The sudden shock of fear, followed by shame for her cowardice, took her a while to work through. And she didn’t want to compound matters by saying the wrong thing. Or doing the wrong thing.
“I’m sorry,” she said. Her stomach was so tight it was hard to breathe. “I don’t know why I get so stupid.”
He stopped fussing with the last flower, a purple one. Slowly, so she had plenty of time to back away, he put a finger under her chin and tilted it up. “You’ve known me less than a week,” he told her. “No matter how it sometimes feels. Not nearly enough time to learn to trust. It’s all right, Anna. I am patient. And I won’t hurt you if I can help it.”
She looked up, expecting black eyes and met golden instead. But his hand on her was still gentle, even with the wolf so close.
“It is I who am sorry,” he said. Apologizing, she thought, as much for the wolf as for his brief display of temper. “This is new to me as well.” He grinned at her, a flash and gone. The oddly boyish expression managed to make him look sheepish despite a certain sharp edge. “I’m not used to being jealous, or having so little control. It’s not just the bullet wounds, though they don’t help.”

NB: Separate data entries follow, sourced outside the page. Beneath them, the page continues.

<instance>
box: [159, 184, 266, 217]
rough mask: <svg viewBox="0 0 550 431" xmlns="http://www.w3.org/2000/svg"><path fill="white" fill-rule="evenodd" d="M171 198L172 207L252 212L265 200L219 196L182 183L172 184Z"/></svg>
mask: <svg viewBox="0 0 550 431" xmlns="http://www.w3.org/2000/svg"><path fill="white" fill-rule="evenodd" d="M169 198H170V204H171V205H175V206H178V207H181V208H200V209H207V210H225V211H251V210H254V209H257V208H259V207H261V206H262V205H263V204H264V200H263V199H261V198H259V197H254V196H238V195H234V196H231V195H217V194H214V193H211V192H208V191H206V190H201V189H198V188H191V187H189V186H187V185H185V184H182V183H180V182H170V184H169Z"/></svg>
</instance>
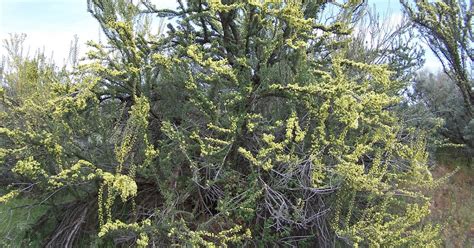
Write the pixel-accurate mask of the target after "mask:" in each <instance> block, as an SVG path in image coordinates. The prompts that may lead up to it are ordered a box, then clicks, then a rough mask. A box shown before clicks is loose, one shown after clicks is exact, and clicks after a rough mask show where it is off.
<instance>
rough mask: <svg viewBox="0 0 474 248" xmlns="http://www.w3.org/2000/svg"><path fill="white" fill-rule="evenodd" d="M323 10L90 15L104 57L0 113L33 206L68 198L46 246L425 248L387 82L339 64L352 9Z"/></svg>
mask: <svg viewBox="0 0 474 248" xmlns="http://www.w3.org/2000/svg"><path fill="white" fill-rule="evenodd" d="M326 2H327V1H295V0H290V1H279V0H271V1H253V0H252V1H250V0H249V1H232V0H226V1H215V0H212V1H202V0H190V1H187V2H186V3H183V2H182V1H178V8H177V9H176V10H163V9H159V8H156V7H155V6H153V5H152V4H151V3H150V2H148V1H141V2H140V3H137V4H134V3H133V2H130V1H126V0H89V1H88V10H89V12H90V13H91V14H92V15H93V16H94V17H95V18H96V19H97V20H98V22H99V23H100V25H101V26H102V28H103V30H104V32H105V34H106V36H107V43H105V44H97V43H93V42H91V43H90V45H91V46H92V48H93V49H92V50H91V51H90V52H89V54H88V56H89V59H90V61H88V63H86V64H82V65H80V66H79V68H78V69H79V70H78V71H76V72H75V73H74V74H73V75H74V78H73V79H74V81H73V82H69V81H65V82H62V81H56V80H53V81H52V82H51V84H50V87H48V88H49V89H55V90H54V91H52V92H51V93H50V95H48V97H47V98H45V99H44V101H41V102H34V101H31V102H29V101H25V104H23V105H19V106H17V105H15V104H12V98H11V97H6V98H3V100H2V106H4V107H5V109H6V110H5V111H3V112H2V114H1V115H0V117H1V118H2V123H5V126H4V127H3V128H1V129H0V135H1V139H2V140H4V141H5V142H4V143H2V145H4V146H2V149H3V150H2V151H3V153H2V157H3V158H6V159H9V160H10V161H11V162H10V163H9V167H6V168H5V170H7V171H9V172H11V173H13V174H14V175H15V176H16V177H17V178H16V180H17V181H18V182H22V183H23V182H24V183H29V185H33V186H32V187H34V189H35V191H34V193H33V195H34V197H35V198H36V199H38V202H39V203H41V202H42V201H44V199H49V198H48V197H45V196H48V195H55V193H54V192H56V191H62V190H69V191H71V192H72V193H71V195H73V196H74V198H73V201H71V202H68V203H67V204H61V206H60V207H59V208H57V207H56V208H51V209H52V210H51V211H50V212H49V213H48V214H52V213H53V214H56V215H57V216H60V217H58V220H59V221H58V222H56V223H52V225H53V226H54V228H53V231H51V232H50V233H49V234H47V237H48V238H47V239H46V241H45V243H46V245H49V246H72V244H75V243H76V242H79V240H81V239H82V240H84V239H83V237H87V233H88V232H92V233H94V234H97V235H98V237H99V240H100V241H98V242H104V243H107V242H110V243H113V244H114V245H124V246H125V245H130V244H133V243H136V244H137V245H138V246H142V247H143V246H147V245H149V244H153V245H157V246H169V245H171V244H180V245H189V246H212V245H221V246H225V245H230V244H233V245H243V246H258V245H260V246H275V245H285V244H286V245H313V246H321V247H326V246H334V245H351V246H356V245H358V244H360V245H367V246H368V245H392V246H400V245H402V246H403V245H406V246H419V245H422V244H423V245H436V244H437V243H438V242H439V241H438V239H437V228H435V227H433V226H431V225H425V224H424V223H423V220H424V218H425V217H426V216H427V215H428V214H429V199H428V198H427V197H426V196H425V195H424V194H423V193H421V192H423V191H420V189H422V188H429V187H432V186H434V185H435V182H433V180H432V178H431V174H430V173H429V171H428V169H427V166H426V159H427V153H426V150H425V144H424V138H423V137H422V136H416V135H415V134H414V133H410V132H406V131H405V130H402V128H401V126H400V125H399V123H398V119H397V117H396V115H395V112H394V111H392V110H391V106H393V105H395V104H397V103H398V102H399V101H400V98H399V95H398V93H399V92H400V90H401V89H402V84H400V83H399V82H397V81H395V80H390V79H391V78H390V76H391V73H390V71H389V70H388V67H387V66H386V65H379V64H372V63H373V61H354V60H353V59H352V58H350V57H348V56H347V55H348V54H349V52H348V51H349V49H350V46H349V45H348V44H350V34H351V29H352V27H353V25H354V23H355V22H356V21H357V20H359V17H357V16H356V15H357V13H358V12H359V11H361V8H360V7H361V5H360V4H361V1H347V2H346V3H343V4H331V3H326ZM327 8H331V11H332V13H333V14H332V15H333V16H332V18H329V19H327V20H329V21H328V22H326V23H321V22H320V21H319V20H321V17H322V16H325V15H329V14H330V13H331V12H324V11H325V10H326V9H327ZM153 15H158V16H159V17H165V18H173V22H172V23H171V24H170V25H169V26H168V33H167V35H165V36H161V35H160V34H154V33H152V32H150V29H149V28H150V23H153V22H152V21H151V20H150V19H149V18H148V17H147V16H153ZM8 84H9V82H8V81H7V82H6V84H5V86H4V87H2V89H7V88H8ZM12 116H15V117H18V118H11V117H12ZM3 121H4V122H3ZM11 186H12V188H11V189H10V190H11V191H10V193H8V194H6V195H4V196H2V198H0V200H2V201H7V200H8V199H10V198H12V197H14V196H16V195H18V194H20V193H21V192H23V191H22V190H21V188H18V185H11ZM79 186H80V187H79ZM57 209H59V210H57ZM53 210H56V212H54V211H53ZM65 216H66V217H65ZM43 225H44V222H41V221H40V222H38V225H37V227H41V226H43ZM83 242H87V241H83ZM104 243H102V244H104ZM76 244H77V243H76Z"/></svg>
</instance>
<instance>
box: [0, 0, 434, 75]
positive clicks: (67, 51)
mask: <svg viewBox="0 0 474 248" xmlns="http://www.w3.org/2000/svg"><path fill="white" fill-rule="evenodd" d="M153 2H155V4H156V5H157V6H158V7H162V8H172V7H173V6H174V5H175V2H176V1H175V0H154V1H153ZM368 3H369V4H370V5H375V7H376V8H377V10H378V11H380V14H382V15H384V14H387V15H392V16H393V17H392V19H393V20H396V19H399V17H401V15H402V13H401V10H400V4H399V2H398V0H368ZM11 33H24V34H26V36H27V38H26V41H25V45H26V50H27V51H29V54H30V55H33V54H34V53H35V52H36V51H38V50H42V51H43V50H44V52H45V54H46V55H47V56H52V57H53V59H54V61H56V62H57V63H59V64H63V63H65V61H66V59H67V58H68V52H69V48H70V44H71V41H72V40H73V39H74V35H77V36H78V38H79V44H80V47H79V53H80V54H82V55H83V54H84V53H85V52H86V51H85V50H86V46H85V45H84V43H85V42H86V41H88V40H98V39H99V36H100V33H101V31H100V28H99V25H98V24H97V22H96V21H95V20H94V18H93V17H92V16H91V15H90V14H89V13H88V12H87V1H86V0H0V40H1V41H2V43H1V44H2V47H1V48H0V57H1V56H4V55H5V49H4V48H3V40H4V39H6V38H8V37H9V34H11ZM426 61H427V62H426V64H425V68H427V69H429V70H432V71H435V70H438V69H440V68H441V65H440V63H439V62H438V61H437V59H436V58H435V57H434V55H433V54H432V53H431V52H430V51H427V54H426Z"/></svg>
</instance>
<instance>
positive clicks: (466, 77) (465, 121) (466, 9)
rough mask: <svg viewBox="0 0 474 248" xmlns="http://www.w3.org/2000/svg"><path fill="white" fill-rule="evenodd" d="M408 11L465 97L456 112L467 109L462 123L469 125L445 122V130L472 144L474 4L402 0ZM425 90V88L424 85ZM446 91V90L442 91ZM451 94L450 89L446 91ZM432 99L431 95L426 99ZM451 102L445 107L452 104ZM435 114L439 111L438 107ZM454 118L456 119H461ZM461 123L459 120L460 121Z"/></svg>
mask: <svg viewBox="0 0 474 248" xmlns="http://www.w3.org/2000/svg"><path fill="white" fill-rule="evenodd" d="M401 4H402V6H403V8H404V11H405V13H406V15H407V16H408V17H409V18H410V19H411V20H412V21H413V23H414V26H415V27H417V28H418V30H419V31H420V33H421V35H422V37H423V38H424V39H425V40H426V43H427V45H428V46H429V47H430V49H431V50H432V51H433V53H434V54H435V55H436V56H437V58H438V59H439V61H440V62H441V63H442V65H443V70H444V72H445V73H446V75H448V76H449V78H450V81H451V82H453V83H454V84H455V85H456V87H457V88H458V89H459V92H460V94H461V97H462V99H463V105H464V106H463V107H460V108H459V109H457V110H456V111H455V112H456V113H458V112H459V111H464V112H465V113H464V114H462V115H465V117H461V116H462V115H458V116H460V117H459V118H461V119H464V120H463V121H462V123H465V124H466V125H465V126H464V127H459V125H452V126H446V128H447V129H449V131H446V130H445V131H443V134H444V135H445V137H447V138H449V139H450V140H451V141H452V142H454V143H458V144H466V145H468V146H469V145H470V146H471V147H472V140H470V138H469V137H471V136H469V135H468V136H465V135H464V134H465V132H470V131H469V129H470V125H468V124H469V123H470V121H471V120H472V118H473V116H474V112H473V108H474V107H473V106H474V93H473V89H474V84H473V79H472V62H473V48H472V42H473V40H474V38H473V35H472V15H473V11H474V9H473V8H474V5H473V2H472V1H466V0H461V1H458V0H443V1H436V2H428V1H415V4H414V5H411V4H409V2H408V1H401ZM421 90H422V91H423V89H421ZM441 94H443V93H441ZM446 94H449V93H446ZM427 100H428V101H430V100H429V99H427ZM448 105H449V103H446V107H448V108H449V106H448ZM433 111H434V114H435V115H438V114H439V113H440V112H438V111H437V110H436V109H433ZM459 118H455V119H459ZM458 124H460V123H459V122H458Z"/></svg>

They stood there for a while more, his hand under her chin. Anna was afraid to move for fear she would provoke the rage that kept his eyes wolf yellow or do something that might hurt him the way she’d hurt him with her flinch. She didn’t know what Charles was waiting for.
He spoke first.
“My father told me that there was something bothering you when you left the church this morning. Was it Asil? Or was it something else?”
She took a step sideways. He let her go, but his hand slid from her face to her shoulder, and she couldn’t make herself take another step and lose that touch. He was going to think she was a neurotic idiot if she didn’t get a better grip on herself. “Nothing was bothering me. I’m fine.”
He sighed. “Six words and two lies. Anna, I’m going to have to teach you how to smell a lie, then you won’t try them with me.” He pulled his hand back, and she could have cried out at the loss-even though part of her wanted nothing to do with him. “You can just tell me you don’t want to talk about it.”